WJBZ-FM
- Seymour, Tennessee; United States;
- Broadcast area: Knoxville, Tennessee
- Frequency: 96.3 MHz
- Branding: Praise 96.3

Programming
- Format: Southern Gospel

Ownership
- Owner: M & M Broadcasting
- Sister stations: WMYL, WYSH, WQLA

History
- First air date: March 31, 1991
- Former call signs: WJBZ (1990–1998)
- Call sign meaning: founder J. B a z ell Mull

Technical information
- Licensing authority: FCC
- Facility ID: 59808
- Class: A
- ERP: 2,900 watts
- HAAT: 146 meters (479 feet)
- Transmitter coordinates: 35°56′17″N 83°42′11″W﻿ / ﻿35.93806°N 83.70306°W

Links
- Public license information: Public file; LMS;
- Website: praise963.com

= WJBZ-FM =

WJBZ-FM (96.3 FM, "Praise 96.3") is a radio station licensed to serve Seymour, Tennessee. The station is owned by M & M Broadcasting, Ron Meredith. It airs a Southern Gospel music format.

WJBZ-FM was started by the late J. Bazzel Mull, a longtime preacher and the founder of the Mull Singing Convention program.

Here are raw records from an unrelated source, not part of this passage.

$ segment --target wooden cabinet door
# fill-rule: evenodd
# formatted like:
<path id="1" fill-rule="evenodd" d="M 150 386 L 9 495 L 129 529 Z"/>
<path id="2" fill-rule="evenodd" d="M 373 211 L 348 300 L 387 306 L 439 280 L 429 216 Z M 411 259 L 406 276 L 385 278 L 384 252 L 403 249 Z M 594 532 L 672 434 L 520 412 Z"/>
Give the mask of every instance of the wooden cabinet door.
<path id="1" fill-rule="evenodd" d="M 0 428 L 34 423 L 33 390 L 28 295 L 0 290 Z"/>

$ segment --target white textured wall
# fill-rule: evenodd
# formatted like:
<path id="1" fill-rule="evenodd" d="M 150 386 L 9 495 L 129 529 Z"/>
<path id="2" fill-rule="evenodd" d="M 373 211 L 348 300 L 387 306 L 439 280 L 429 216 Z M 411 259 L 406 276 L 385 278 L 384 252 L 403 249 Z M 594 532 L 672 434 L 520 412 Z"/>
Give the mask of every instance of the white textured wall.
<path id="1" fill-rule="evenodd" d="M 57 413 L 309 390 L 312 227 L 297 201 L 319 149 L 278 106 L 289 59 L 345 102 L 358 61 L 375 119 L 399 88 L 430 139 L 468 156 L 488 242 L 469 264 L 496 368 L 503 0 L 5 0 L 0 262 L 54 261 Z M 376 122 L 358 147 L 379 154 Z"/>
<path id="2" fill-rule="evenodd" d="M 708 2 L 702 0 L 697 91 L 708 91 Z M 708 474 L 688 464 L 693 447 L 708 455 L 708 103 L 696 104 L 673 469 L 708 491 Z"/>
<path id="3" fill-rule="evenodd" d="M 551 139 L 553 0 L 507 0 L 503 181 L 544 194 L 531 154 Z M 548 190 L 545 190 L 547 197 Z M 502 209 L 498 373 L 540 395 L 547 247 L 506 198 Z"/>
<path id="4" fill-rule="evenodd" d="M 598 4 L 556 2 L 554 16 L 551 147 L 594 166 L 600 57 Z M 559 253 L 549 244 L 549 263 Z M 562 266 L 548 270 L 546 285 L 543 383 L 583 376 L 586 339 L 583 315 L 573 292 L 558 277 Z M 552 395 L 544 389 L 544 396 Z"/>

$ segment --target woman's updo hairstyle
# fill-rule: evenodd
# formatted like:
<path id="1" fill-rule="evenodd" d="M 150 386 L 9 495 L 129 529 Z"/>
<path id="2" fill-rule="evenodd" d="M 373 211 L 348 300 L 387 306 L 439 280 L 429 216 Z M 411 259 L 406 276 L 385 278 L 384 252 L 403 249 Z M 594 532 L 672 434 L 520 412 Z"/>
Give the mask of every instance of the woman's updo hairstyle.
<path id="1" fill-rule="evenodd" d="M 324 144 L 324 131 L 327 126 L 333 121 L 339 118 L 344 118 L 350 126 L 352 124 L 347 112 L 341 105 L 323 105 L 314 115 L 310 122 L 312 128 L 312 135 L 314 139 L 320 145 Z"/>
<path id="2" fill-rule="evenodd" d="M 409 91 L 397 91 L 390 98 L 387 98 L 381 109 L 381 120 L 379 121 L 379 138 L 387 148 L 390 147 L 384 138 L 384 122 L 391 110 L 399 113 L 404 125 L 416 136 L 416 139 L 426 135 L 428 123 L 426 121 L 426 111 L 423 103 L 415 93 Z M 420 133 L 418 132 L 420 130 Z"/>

The station was assigned the WJBZ-FM call letters by the Federal Communications Commission on August 28, 1990.
In 2015 Ron Meredith and M & M broadcasting bought the station. WJBZ’s format is Southern Gospel and was in jeopardy of changing formats.
M & M Broadcasting’s Ron Meredith and Jack Ryan (Eric Hammond) decided to dedicate one year to try to revive the station and the format.
In March or 2015 the station celebrated its 25th anniversary with an overwhelming community display during a station open house. That year the station was named Southern Gospel radio station of the year in the United States. The station repeated the accomplishment in 2016,2017,2018,2019,2020. A feat never before accomplished by another radio station.